Participants with greater experience (#2, #4) found phantom interpretation to be the least challenging, relying more situationally on haptic sensation than on MR/CT/US images during interventions, indicating a sensitive perception and interpretation of haptics. Both manually and with the SHF, the most challenging event was the transition from harder to softer layers resulting in lowest recognition of the correct layer quantity and layer order, especially with SHF. Initially, higher needle frictional forces compared to further progression complicates the interpretation of a softer structure, as the required feed forces do not decrease absolutely, but either stagnate or progress with a flatter force gradient.

However, the small sample size of five participants in this user study limits the power of the quantitative evaluation as the results are not representative to the overall user population and may not achieve statistical significance. As Sauro and Lewis [19] emphasize that smaller sample sizes (5–10) are often sufficient to gain initial insights and identify 85% usability issues, the results of the presented pilot study confirm fundamental trends. For more comprehensive and generalizable results, a larger sample size (20–40) is required to ensure the statistical significance and accuracy of the metrics [19].

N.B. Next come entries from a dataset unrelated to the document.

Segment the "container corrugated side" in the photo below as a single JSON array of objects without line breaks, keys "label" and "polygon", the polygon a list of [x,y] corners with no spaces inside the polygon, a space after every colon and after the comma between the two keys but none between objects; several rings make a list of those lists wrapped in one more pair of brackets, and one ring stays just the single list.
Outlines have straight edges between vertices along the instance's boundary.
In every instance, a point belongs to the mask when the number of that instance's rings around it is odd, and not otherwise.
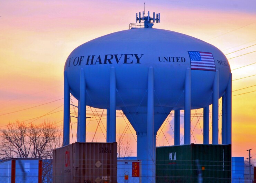
[{"label": "container corrugated side", "polygon": [[117,143],[76,142],[54,152],[54,182],[117,182]]},{"label": "container corrugated side", "polygon": [[231,182],[231,146],[191,144],[156,148],[156,182],[198,181],[199,160],[203,182]]},{"label": "container corrugated side", "polygon": [[231,145],[191,144],[192,163],[194,175],[192,182],[197,180],[198,160],[204,182],[231,182]]},{"label": "container corrugated side", "polygon": [[191,147],[181,145],[156,148],[156,182],[189,182],[191,177]]},{"label": "container corrugated side", "polygon": [[[139,163],[139,176],[133,176],[133,163]],[[141,161],[136,160],[117,160],[117,182],[141,183]]]}]

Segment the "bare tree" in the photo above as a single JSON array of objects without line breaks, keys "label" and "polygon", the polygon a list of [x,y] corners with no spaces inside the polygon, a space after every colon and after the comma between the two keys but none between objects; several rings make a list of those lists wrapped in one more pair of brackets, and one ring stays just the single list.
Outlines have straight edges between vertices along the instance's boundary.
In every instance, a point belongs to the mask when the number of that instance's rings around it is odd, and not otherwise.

For future studies, participants expressed a preference for phantoms that could explicitly simulate fascia, liver/kidney capsule, or an abscess wall, as these tissue types are particularly sensitive to the touch and serve as orientation in the puncture process. Additionally, a higher significance level with the SHF can be achieved by incorporation with more phantom variations, > 30 participants with different interventional application fields and experience levels, conducting tests with and without imaging assistance, and involving active real-time needle positioning while receiving haptic feedback.

Conclusion

This work presents a sensorless and real-time haptic feedback technology (SHF) using mechanical load changes of stepper motors to drive Bowden cables, maintaining MR safety and the compact design of the µRIGS system. In most cases, the SHF data aligned with the intended phantom-related force progression. During calibration processes, feedback data aided in collision detection and homing processes of moving parts of µRIGS. The evaluation of the user study revealed no significant differences in haptic experience between manual puncturing and SHF. Nevertheless, technical comparison analyses and qualitative results from participant interviews suggested sensitivity losses and haptic delays. Since the MR/CT/US images are the main feedback source for needle positioning, highly sensitive haptic feedback is not mandatory if sufficient imaging information can be provided. Thereby, the SHF offers gross haptically support and redundant verification of the needle position. This technology enables teleoperative interventions, which particularly can also benefit iCT by avoiding radiation exposure to the interventional team.

Future research and development will focus on mechanical optimizations to further minimize latency of cable drive units, as well as on real-time filters for linear prediction problems to enhance the haptic sensitivity. In a larger user study, the relevance of the presented interaction technology could be demonstrated for novel robotic-assisted and needle-based interventional workflows.